My Index Hides Your Secret

When implementing any data migration or ingestion project, the most important things to have in place are audit functionality, chain of custody, error management and reporting. That’s the case whether data is being pulled from social feeds, such as Facebook or LinkedIn; financial feeds, like Bloomberg or Reuters; or archiving systems, like EMC EmailXtender or Autonomy EAS. It's interesting to often see customers and partners very concerned with the features offered around data migration solutions—but what about the data itself? How do you know you are actually getting all of the data? What makes up the actual data you are trying to migrate?

The latter question is probably the most interesting. At a high level, you migrate the data from system or service A to B. Digging deeper, it's common for most systems to have a database as well as some actual messages or other data on disk. So what now seems like just data is actually two sources:

1. A database, usually containing custodian information that is critical for compliance

2. The messages, possibly in parts, on disk Without both, the data is incomplete and probably not compliant (although that can depend on the source system).
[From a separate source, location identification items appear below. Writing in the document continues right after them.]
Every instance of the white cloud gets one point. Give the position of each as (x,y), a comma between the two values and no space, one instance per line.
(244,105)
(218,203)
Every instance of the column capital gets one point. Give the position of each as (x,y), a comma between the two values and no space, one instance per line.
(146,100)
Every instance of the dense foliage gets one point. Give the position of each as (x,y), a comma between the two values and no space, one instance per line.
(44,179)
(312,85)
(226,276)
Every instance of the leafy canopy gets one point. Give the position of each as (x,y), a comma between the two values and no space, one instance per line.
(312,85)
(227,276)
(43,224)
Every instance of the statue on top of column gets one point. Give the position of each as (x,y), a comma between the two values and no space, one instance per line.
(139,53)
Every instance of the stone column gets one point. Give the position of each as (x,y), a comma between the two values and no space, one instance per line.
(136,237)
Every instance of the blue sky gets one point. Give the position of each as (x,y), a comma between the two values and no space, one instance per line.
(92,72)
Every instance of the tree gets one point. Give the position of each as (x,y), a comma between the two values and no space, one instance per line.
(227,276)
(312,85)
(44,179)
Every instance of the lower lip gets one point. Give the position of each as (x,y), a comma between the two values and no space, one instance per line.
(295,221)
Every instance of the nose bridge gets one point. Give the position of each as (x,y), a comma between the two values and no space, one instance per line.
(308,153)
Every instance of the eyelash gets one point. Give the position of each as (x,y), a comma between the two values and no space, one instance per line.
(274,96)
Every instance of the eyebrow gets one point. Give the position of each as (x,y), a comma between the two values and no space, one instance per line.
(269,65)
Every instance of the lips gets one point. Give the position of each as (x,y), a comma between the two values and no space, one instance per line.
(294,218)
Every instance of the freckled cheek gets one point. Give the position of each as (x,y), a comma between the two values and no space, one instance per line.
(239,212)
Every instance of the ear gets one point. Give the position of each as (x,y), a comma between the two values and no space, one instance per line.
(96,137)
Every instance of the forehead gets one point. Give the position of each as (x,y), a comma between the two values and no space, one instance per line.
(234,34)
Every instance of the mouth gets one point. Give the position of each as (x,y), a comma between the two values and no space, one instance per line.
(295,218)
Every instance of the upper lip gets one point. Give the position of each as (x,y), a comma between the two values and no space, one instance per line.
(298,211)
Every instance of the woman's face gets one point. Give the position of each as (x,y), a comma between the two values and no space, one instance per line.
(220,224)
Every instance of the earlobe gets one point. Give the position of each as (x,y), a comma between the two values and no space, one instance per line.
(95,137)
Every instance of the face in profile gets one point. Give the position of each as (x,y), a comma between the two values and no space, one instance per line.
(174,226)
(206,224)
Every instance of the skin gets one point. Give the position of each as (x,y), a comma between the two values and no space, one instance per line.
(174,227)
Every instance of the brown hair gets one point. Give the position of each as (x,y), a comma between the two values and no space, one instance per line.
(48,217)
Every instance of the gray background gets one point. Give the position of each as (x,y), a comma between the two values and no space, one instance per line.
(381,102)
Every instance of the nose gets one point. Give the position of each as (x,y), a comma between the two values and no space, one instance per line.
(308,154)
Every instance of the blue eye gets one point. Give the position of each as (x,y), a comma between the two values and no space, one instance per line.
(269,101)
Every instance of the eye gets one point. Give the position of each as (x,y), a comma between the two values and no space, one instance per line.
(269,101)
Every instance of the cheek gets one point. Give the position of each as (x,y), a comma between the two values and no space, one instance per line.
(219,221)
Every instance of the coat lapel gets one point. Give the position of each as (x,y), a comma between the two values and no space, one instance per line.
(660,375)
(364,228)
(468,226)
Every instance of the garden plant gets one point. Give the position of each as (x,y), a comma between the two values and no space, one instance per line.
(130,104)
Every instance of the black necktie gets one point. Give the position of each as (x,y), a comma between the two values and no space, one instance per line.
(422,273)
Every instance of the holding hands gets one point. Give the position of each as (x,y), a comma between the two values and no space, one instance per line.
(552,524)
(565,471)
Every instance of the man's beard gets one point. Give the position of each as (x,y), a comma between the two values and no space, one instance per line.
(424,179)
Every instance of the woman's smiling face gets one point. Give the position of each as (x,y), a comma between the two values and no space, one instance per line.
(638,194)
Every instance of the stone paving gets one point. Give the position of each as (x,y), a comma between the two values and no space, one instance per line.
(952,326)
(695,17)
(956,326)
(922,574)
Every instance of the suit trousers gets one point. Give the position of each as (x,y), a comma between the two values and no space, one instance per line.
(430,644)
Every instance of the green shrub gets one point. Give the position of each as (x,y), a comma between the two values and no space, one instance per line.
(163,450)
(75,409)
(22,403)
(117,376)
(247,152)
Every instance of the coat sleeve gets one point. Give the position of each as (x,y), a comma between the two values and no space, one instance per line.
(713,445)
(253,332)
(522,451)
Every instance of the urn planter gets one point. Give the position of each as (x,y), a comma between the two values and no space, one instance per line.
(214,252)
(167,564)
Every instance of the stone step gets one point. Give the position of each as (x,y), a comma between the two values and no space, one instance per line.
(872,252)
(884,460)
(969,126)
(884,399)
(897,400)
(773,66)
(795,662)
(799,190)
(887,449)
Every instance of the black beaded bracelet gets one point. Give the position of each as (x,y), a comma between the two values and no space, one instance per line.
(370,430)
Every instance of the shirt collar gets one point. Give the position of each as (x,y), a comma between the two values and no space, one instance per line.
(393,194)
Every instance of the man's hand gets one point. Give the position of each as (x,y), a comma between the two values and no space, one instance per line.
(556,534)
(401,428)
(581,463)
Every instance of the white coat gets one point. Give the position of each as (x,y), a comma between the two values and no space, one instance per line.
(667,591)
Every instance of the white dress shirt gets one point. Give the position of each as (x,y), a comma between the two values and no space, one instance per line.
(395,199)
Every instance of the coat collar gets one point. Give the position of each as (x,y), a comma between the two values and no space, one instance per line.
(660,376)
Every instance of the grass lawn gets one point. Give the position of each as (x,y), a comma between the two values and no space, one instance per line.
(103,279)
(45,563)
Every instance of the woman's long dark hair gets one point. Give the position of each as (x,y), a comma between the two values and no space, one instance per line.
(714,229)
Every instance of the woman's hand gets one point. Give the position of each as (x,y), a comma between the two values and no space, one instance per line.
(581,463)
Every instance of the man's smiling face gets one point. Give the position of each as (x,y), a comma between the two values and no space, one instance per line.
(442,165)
However, some source systems and services go further than this, storing data in a third component – the index. This might be surprising, but storing data in an index isn't actually that uncommon, particularly around compliance and the recipients or sender of a given message. That might include a point-in-time recipient set of the distribution group, or it might include specialist recipients or custodians that alter the compliance history in some form.

Data in an index usually solves one of two problems:

1. High-speed lookup access to data. Knowing the keywords in the body, subject and attachments as well as other indexable criteria around dates, size and such allow users to run a very quick search and hit the right data in (usually) less than a few seconds.

2. Retaining and storing data. This problem can be slightly more obscure. Whereas some indexes merely copy key data points from the actual data on disk, other some systems regard the index as a storage location, keeping the only copy of key parts of the data. This has significant implications for rebuilding indexes and is why many systems do not allow a full rebuild.

For migration or ingestion purposes, however, the main consideration is how this data actually comes out. One of the only ways to obtain this data is to ask the archiving system for it directly, which is where migrations and ingestions get interesting. Our research teams did a lot of testing and verification to understand to what extent data is actually contained in just the index—and the results were surprising, especially when cross-referenced with a system’s own database! It very quickly became apparent that running SQL queries against a database does not always produce the most compliant answer.

So, how does this data get extracted from the index? Well, it is not feasible to access an index on disk given the level of risk in interpreting the proprietary format. Therefore, access to the APIs is the only option. Knowing which APIs to use and how to harness those APIs correctly is something that we invest in for all of our products. Plus, we add another level of deep verification, double checking once the data has been reconstructed and ingested into the target. By considering all three sources for data (indexes, data on disk and databases), we ensure that migrations and ingestions using our products are 100 percent compliant – without a doubt!